Riley, Naomi Schaefer. ‘Til Faith Do Us Part: How Interfaith Marriage is Transforming America (Oxford University Press, 2013). Though prompted by personal experience within a Jewish-Christian marriage, Riley’s exploration of interfaith marriages is grounded in a nationwide survey she conducted of over two thousand interfaith couples and several hundred in-depth interviews. Overall, I was impressed by her thoughtful analysis and believe the study is a solid contribution to the field, though I was struck by her pessimism and sense of struggle: her overall fear that interfaith marriage will dilute religious traditions and lead to greater unhappiness for couples and less religious identity and grounding for their children. [Received as part of the LibraryThing Early Reviewers giveaway.]

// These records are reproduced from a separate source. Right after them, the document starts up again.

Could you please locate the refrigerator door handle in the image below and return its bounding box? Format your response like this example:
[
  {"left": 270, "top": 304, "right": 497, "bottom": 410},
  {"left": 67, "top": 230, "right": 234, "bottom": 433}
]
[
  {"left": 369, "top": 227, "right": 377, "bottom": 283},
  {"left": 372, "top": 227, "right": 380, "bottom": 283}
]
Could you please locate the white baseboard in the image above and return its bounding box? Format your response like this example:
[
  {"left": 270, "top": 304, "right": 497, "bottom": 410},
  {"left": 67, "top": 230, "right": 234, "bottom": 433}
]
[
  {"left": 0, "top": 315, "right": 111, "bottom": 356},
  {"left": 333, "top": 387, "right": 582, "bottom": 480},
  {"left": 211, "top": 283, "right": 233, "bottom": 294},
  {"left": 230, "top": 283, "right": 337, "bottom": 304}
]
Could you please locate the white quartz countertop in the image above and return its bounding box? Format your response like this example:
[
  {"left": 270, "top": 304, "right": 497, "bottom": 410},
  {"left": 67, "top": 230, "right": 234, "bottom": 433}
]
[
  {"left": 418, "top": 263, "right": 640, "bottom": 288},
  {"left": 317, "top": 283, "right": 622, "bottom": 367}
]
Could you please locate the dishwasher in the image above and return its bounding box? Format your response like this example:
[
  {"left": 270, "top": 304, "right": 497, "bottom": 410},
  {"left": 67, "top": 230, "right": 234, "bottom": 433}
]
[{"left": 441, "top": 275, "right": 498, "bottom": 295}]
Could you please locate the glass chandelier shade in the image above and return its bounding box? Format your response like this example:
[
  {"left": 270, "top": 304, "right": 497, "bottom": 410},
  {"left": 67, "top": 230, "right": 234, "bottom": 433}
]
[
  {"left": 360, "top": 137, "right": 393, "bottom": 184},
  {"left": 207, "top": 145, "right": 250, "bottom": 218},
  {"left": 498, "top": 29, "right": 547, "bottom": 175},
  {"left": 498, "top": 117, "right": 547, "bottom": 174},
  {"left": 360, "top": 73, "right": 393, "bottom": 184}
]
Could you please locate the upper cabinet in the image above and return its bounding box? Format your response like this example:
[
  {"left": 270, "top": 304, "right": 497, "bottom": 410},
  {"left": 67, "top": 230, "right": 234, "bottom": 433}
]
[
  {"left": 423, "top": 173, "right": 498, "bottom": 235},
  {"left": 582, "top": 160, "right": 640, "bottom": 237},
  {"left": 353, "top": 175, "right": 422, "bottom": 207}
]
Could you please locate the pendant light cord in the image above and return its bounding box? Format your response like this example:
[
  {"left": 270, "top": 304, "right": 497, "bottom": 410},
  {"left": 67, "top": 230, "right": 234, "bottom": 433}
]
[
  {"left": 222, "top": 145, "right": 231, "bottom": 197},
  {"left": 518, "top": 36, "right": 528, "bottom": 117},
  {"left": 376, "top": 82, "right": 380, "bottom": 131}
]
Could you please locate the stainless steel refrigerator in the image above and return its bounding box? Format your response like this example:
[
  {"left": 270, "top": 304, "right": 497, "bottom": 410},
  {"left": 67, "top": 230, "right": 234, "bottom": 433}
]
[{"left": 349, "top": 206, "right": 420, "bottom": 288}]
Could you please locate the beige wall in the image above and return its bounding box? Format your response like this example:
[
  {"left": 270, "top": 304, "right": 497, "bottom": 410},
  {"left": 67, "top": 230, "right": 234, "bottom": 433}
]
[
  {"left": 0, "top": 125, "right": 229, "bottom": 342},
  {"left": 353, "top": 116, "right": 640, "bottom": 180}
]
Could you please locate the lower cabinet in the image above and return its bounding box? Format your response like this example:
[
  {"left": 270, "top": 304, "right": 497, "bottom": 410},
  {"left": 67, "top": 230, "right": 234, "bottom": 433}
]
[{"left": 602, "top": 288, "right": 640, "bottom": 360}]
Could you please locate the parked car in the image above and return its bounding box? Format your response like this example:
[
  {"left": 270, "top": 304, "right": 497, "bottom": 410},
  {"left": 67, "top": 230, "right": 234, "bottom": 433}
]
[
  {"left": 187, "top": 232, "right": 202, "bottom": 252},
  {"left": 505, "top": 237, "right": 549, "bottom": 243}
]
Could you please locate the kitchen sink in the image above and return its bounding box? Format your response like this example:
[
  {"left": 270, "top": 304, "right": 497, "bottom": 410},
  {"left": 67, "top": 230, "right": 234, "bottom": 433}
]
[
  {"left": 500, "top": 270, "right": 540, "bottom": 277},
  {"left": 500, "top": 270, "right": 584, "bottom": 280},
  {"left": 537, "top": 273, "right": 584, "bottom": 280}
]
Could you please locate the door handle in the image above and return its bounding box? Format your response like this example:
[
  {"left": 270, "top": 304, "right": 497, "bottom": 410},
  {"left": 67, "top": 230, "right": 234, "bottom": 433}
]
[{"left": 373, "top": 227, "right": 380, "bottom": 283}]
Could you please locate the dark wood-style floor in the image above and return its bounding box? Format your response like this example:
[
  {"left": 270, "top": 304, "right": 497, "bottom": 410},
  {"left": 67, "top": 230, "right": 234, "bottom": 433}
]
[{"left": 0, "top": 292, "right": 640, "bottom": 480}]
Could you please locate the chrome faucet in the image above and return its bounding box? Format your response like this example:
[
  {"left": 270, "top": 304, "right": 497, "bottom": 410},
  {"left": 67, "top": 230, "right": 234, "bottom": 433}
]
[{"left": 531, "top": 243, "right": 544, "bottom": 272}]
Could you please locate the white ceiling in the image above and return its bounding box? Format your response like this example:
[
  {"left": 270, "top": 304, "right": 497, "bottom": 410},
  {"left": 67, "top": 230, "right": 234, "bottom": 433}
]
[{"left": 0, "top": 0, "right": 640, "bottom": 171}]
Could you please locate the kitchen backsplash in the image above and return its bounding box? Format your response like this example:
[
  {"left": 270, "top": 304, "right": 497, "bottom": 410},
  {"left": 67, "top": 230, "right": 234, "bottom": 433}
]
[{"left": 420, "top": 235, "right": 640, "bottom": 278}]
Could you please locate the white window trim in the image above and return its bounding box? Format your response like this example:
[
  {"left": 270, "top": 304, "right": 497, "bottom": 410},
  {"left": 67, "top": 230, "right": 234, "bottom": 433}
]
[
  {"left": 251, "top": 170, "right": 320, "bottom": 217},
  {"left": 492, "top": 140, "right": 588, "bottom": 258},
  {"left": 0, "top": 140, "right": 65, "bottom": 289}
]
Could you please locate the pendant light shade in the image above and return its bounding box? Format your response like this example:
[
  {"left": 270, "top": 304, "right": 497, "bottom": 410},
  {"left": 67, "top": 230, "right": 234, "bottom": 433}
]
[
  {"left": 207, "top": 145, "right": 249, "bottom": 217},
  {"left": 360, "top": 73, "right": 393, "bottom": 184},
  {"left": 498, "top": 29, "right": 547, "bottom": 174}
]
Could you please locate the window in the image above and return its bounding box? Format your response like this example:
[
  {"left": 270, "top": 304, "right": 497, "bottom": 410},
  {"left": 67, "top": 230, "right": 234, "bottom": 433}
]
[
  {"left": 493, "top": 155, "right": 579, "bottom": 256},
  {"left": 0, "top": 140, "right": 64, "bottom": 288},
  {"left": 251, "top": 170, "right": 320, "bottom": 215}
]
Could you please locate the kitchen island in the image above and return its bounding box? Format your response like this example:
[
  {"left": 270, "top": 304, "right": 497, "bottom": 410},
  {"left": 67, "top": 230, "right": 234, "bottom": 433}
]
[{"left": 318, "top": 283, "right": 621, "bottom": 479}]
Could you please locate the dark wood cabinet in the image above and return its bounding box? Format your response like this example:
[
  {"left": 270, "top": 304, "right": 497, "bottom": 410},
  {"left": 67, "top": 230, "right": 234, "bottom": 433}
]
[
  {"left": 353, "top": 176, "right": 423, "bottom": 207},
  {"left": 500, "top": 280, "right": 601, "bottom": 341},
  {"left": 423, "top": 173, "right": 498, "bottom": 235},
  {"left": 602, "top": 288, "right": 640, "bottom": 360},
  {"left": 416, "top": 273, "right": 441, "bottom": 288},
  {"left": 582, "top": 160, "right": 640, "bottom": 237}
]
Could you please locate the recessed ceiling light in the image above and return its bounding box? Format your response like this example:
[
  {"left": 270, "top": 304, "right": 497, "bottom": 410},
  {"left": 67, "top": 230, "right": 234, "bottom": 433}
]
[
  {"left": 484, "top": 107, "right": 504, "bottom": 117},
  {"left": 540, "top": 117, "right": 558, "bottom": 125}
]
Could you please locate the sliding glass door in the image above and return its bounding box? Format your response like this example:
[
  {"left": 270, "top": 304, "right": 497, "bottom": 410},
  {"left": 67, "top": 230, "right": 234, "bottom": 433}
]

Taormino, Tristan, Celine Parreñas Shimizu, Constance Penley, and Mireille Miller-Youn, editors. The Feminist Porn Book: The Politics of Producing Pleasure (The Feminist Press, 2013). Touted in many reviews as something new in the feminist discourse around moving-image pornography, The Feminist Porn Book actually builds on (and explicitly acknowledges) decades of pro-sexual-explicit-imagery feminist scholarship, activism, and performance. I particularly enjoyed the contributions by Clarissa Smith and Feona Attwood, Sinnamon Love, Dylan Ryan, Ingrid Ryberg, and Tobi Hill-Meyer … though really there wasn’t a weak piece among them (and how often can you say that about anthologies?).
Next up: to finish Best Sex Writing 2013, Born Losers: A History of Failure in America, Journeys that Opened Up the World: Women, Student Christian Movements and Social Justice, 1955-1975 and Moral Minority: The Evangelical Left in the Age of Conservatism. Catch up with my reviews in the next edition of subject/verdict!